幼女戦記・第10話
V1号による超音速侵攻によってターニャ達の選抜部隊は無事に目的地に到着。しかもあの切り離したV1号(加速装置)はそのままミサイルになって敵の目標施設を破壊したのだそうだ。したがって敵軍はそちらに気を取られていてその間隙を縫ってターニャ達の3部隊は三つの目標に迫る。
その頃帝都では帝国軍最高XXXXが開かれていた(これ、キャプションでは「帝国軍最高統市議会」って出てるが多分間違いじゃないか。では何が正解だったのだろう。「帝国軍」が冠されているので「帝国軍最高統帥会議」だろうか。単純なタイプミスの「統一議会」と言うのも何だかおかしいし)。

その場ではゼートゥーアが今回の戦線後退の説明を行っていた。戦線整理にしても何故そこまで後退するのか。それでは低地工業地帯のみならず西部工業地帯まで砲撃される距離に敵が迫るではないかと疑問が投げかけられる。それに対してゼートゥーアの言葉なのだが「宸襟を悩ます」のは畏れ多いとw
皇帝にも作戦内容を言ってないのか。まあアレな皇帝だと要らぬ口出しをして来るからな。
皇帝にすら言っていない作戦はこの場では軍機に関わる事だと言って全く語らないゼートゥーアに文官連中からはこの事態をどう考えているのか、西部工業地帯を失う様な行為は明らかに間違いではないのかと盛んに非難が浴びせられる。酷いのは詫びの一言もないのかと、いやいや国家の命運がかかっている時に詫びを言えとかそれよりも優先する事があるだろう。うーん、こんな連中が参加しているのでは「最高統帥会議」と言う名前も違うかな。
そろそろ時間切れと言う頃、第○二班の目標Bが「当たり」だった。敵通信司令部の撃滅に成功。これが直ちに会議の席上に伝えられる。
「世界に冠たる我らが祖国」

成功報告に喜ぶゼートゥーア。実に結構!諸君たった今我軍は敵司令部の破壊に成功したと。これより次の作戦に入り、共和国軍を撃滅してご覧に入れましょうと。
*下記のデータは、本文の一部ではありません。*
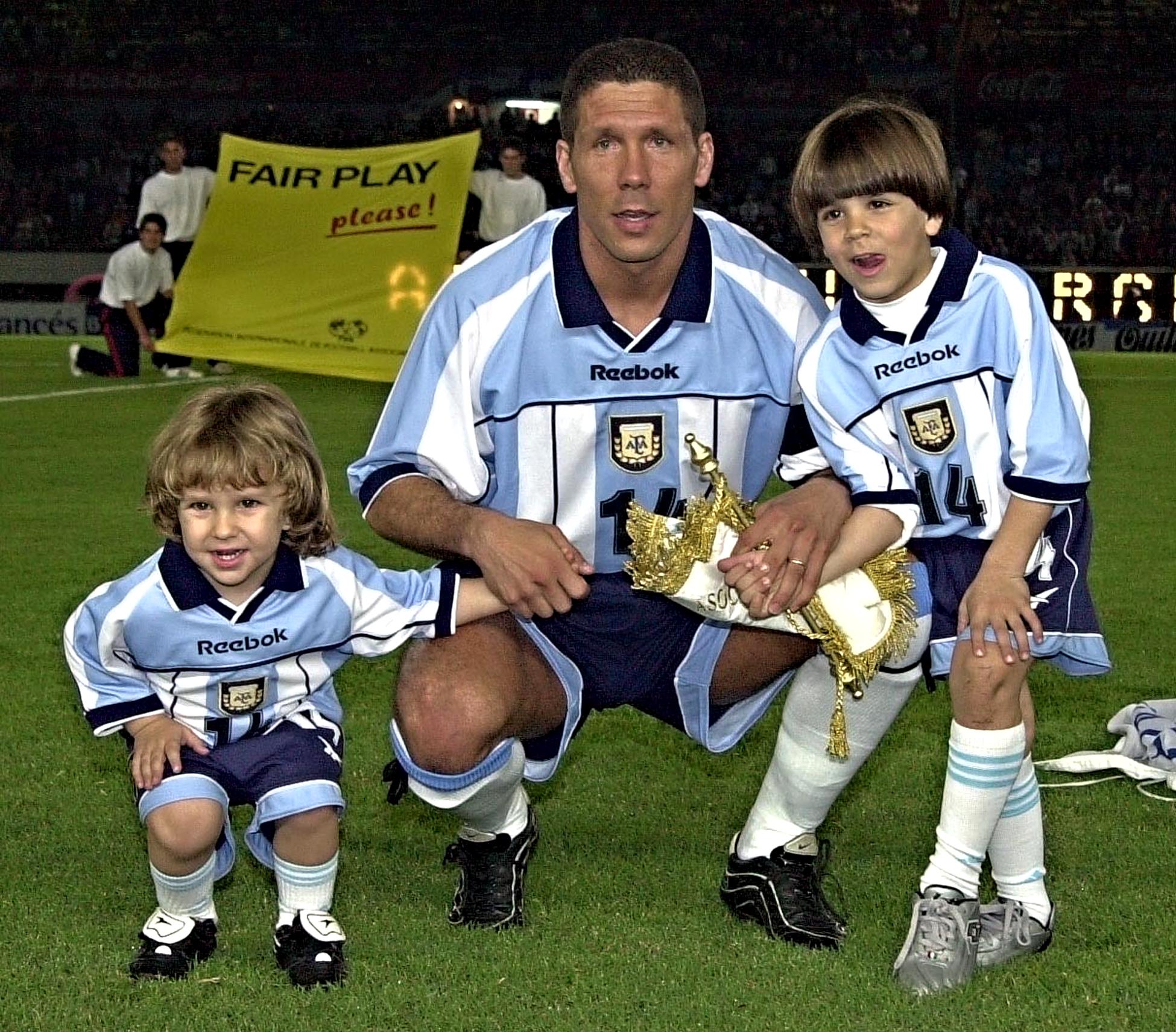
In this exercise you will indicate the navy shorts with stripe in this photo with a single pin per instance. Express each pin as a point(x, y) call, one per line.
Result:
point(621, 647)
point(292, 769)
point(1058, 587)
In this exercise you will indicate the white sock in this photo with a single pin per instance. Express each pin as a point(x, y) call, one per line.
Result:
point(1017, 849)
point(803, 781)
point(188, 895)
point(982, 767)
point(490, 798)
point(304, 888)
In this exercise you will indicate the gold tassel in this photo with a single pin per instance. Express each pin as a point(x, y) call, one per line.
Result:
point(894, 584)
point(839, 738)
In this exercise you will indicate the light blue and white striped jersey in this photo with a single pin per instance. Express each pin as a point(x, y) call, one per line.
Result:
point(981, 402)
point(520, 392)
point(162, 640)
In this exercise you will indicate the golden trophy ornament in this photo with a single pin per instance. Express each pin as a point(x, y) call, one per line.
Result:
point(859, 620)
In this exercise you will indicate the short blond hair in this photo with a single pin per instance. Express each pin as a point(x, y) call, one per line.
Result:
point(242, 436)
point(870, 146)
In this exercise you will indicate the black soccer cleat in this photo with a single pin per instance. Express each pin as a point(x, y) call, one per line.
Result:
point(782, 892)
point(172, 945)
point(311, 949)
point(491, 881)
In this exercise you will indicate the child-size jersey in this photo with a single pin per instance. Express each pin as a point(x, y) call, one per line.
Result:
point(981, 402)
point(521, 394)
point(162, 640)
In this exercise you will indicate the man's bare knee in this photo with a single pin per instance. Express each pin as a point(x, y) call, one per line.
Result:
point(752, 659)
point(460, 697)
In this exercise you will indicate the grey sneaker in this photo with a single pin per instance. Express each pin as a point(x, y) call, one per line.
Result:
point(1007, 933)
point(940, 951)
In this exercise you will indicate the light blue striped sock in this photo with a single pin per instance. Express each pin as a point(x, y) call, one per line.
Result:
point(1017, 849)
point(304, 888)
point(188, 895)
point(982, 767)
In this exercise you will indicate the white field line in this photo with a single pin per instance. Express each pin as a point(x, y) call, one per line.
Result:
point(94, 391)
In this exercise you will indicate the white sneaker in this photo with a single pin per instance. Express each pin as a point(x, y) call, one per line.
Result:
point(183, 373)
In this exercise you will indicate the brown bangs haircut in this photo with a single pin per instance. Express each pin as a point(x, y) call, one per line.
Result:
point(627, 61)
point(242, 436)
point(870, 146)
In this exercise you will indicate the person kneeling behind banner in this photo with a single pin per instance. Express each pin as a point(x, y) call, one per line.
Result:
point(859, 620)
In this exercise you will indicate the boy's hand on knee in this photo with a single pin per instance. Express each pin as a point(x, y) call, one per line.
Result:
point(1001, 601)
point(158, 742)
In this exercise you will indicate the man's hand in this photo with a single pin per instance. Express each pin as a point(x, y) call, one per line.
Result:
point(158, 741)
point(532, 567)
point(1000, 600)
point(801, 527)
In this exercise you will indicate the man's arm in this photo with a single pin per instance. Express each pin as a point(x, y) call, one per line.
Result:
point(137, 321)
point(532, 567)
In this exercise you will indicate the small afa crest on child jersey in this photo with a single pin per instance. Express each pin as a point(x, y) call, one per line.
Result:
point(242, 696)
point(932, 426)
point(636, 441)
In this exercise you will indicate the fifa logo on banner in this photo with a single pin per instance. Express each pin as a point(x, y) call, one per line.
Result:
point(347, 329)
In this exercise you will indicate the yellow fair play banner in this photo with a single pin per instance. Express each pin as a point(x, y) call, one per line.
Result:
point(319, 260)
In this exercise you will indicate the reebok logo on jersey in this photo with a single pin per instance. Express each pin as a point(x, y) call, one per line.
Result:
point(206, 648)
point(915, 361)
point(665, 372)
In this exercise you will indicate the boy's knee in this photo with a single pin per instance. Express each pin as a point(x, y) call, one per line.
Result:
point(186, 829)
point(309, 820)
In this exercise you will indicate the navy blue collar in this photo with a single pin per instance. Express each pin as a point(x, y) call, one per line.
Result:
point(580, 304)
point(949, 287)
point(189, 588)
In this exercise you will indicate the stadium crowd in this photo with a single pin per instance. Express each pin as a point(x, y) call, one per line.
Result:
point(1040, 183)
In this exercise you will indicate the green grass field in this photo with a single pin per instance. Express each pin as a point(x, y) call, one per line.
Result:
point(626, 929)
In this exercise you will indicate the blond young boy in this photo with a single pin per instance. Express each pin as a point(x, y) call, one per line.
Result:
point(215, 657)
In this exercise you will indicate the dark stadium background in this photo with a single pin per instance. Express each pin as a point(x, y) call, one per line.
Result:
point(1058, 117)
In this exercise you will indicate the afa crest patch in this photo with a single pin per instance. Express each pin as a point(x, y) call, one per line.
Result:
point(242, 696)
point(636, 441)
point(932, 426)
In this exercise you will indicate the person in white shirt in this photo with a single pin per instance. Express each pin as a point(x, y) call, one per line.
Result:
point(137, 282)
point(180, 194)
point(511, 199)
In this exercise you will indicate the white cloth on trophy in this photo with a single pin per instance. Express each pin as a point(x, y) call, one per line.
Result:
point(852, 601)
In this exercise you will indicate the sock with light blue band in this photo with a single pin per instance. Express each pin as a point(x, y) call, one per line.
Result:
point(982, 768)
point(490, 797)
point(1017, 850)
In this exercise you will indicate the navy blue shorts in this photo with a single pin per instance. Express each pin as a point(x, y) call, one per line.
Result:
point(293, 768)
point(620, 647)
point(1058, 587)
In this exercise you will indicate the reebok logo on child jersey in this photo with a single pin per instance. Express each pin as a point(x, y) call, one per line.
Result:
point(665, 372)
point(206, 648)
point(915, 361)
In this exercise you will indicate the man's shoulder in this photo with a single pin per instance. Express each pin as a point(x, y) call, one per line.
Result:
point(505, 262)
point(125, 254)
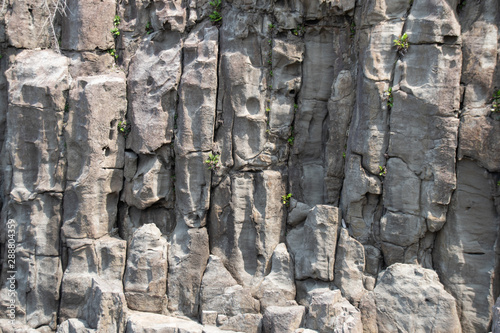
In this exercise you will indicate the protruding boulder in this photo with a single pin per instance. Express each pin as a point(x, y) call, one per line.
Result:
point(411, 298)
point(313, 244)
point(283, 319)
point(145, 278)
point(330, 312)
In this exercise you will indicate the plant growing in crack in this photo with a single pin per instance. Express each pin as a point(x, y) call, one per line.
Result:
point(285, 199)
point(149, 28)
point(402, 44)
point(389, 97)
point(383, 171)
point(124, 128)
point(116, 23)
point(291, 138)
point(216, 16)
point(213, 161)
point(495, 107)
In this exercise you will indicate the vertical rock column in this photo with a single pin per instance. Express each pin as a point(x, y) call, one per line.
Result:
point(466, 255)
point(33, 173)
point(189, 250)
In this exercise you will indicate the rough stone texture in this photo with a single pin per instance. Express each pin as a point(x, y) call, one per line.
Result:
point(26, 24)
point(411, 298)
point(155, 323)
point(278, 286)
point(95, 155)
point(495, 326)
point(245, 232)
point(330, 312)
point(83, 30)
point(152, 82)
point(187, 258)
point(349, 267)
point(221, 293)
point(313, 244)
point(283, 319)
point(464, 254)
point(145, 279)
point(396, 150)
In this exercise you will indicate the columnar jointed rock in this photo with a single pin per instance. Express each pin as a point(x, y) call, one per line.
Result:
point(411, 298)
point(145, 279)
point(330, 312)
point(313, 244)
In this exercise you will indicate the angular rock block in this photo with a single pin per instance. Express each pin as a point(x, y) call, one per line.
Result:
point(283, 319)
point(330, 312)
point(411, 298)
point(313, 244)
point(145, 279)
point(83, 30)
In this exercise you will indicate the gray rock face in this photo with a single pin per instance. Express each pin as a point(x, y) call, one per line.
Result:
point(333, 154)
point(83, 30)
point(462, 250)
point(411, 298)
point(145, 279)
point(330, 312)
point(152, 92)
point(313, 244)
point(283, 319)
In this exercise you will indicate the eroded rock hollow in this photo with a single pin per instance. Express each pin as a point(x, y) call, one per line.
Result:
point(250, 166)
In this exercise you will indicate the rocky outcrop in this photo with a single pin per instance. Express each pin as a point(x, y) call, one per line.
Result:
point(249, 166)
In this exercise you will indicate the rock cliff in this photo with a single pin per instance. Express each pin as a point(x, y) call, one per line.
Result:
point(250, 166)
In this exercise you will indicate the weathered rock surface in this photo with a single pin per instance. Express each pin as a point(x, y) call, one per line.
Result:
point(330, 312)
point(145, 279)
point(411, 298)
point(337, 157)
point(313, 244)
point(283, 319)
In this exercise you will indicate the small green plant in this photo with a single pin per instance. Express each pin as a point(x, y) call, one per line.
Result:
point(291, 138)
point(383, 171)
point(402, 44)
point(353, 29)
point(461, 5)
point(116, 23)
point(215, 17)
point(285, 199)
point(149, 28)
point(389, 97)
point(213, 161)
point(113, 53)
point(495, 107)
point(299, 31)
point(124, 128)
そうとは知らぬ共和国軍主力は帝国軍の後退に引き寄せられて低地地方に進軍する。一方ライン戦線の共和国軍右翼は膠着状態のまま戦争が決せられようとしていてのんびりとしたものだった。
だが、こちらにも帝国軍の手は伸びていた。帝国軍の塹壕から長いトンネルを掘って共和国軍の塹壕地帯の下まで行き、そこに大量の爆薬をしかけていた。ターニャ達の敵司令部破壊成功を以ってこちらも動く。爆薬が起爆されて共和国軍の最前線の塹壕は吹っ飛ぶ。そこに帝国の機動部隊が侵攻して来たのだ。ド・ルーゴから前線への差し入れの酒を運んでいたビアントはこの場面に遭遇。帝国軍の侵攻を中央に報告してありたけの戦力を投下しないと突破されてしまうと送信したかったものの、通信が出来ない。
引き返してみると司令部が跡形もなく破壊されていた。
「なんなのだ、これは」
ビアントの二度目の「なんなのだ、これは」頂きましたw
その頃ターニャの部隊は潜水艦で共和国の戦域から離脱途中だったが、そこに解錠作戦の成功の報告が入る。これで戦争に勝てる。共和国軍主力は帝国軍の猛攻を受け損害を大きくし、その一方で司令部との通信が出来なくて混乱状態に陥っていた。前線司令官はやむなく撤退を指示。だがその背後から解錠された戦線から回転扉の様に回ってきた帝国軍左翼軍が立ち塞がる。ここ、共和国軍兵士に「なぜ後方から帝国軍が来るんだ!」と叫ばせて欲しかったな。
帝国軍の第一次世界大戦相当とは思えない戦車の砲撃によって共和国軍は引くことも出来ずに犠牲を拡大させて行く。
その頃ターニャの部隊は帰還途中の遊撃任務についていた。もう戦争は決着しつつある。敵を見つけたら適当に撃破する筈だった。だがここに所属不明の魔導部隊が接近して来る。共和国が戦勝しそうなタイミングのドサクサに参戦して果実を得ようとした連合王国の派遣部隊の魔導大隊だった。彼らは恐らく未だ共和国軍が崩壊しつつあるのを知らない。そしてその部隊の中にはあのスーが居た。スーの銃撃にグランツがやられる。

グランツのあの晩やる事をやっておかなかったせいで悔いの残る戦死だなw
いや、ひょっとしたら未だ大丈夫かもしれないが。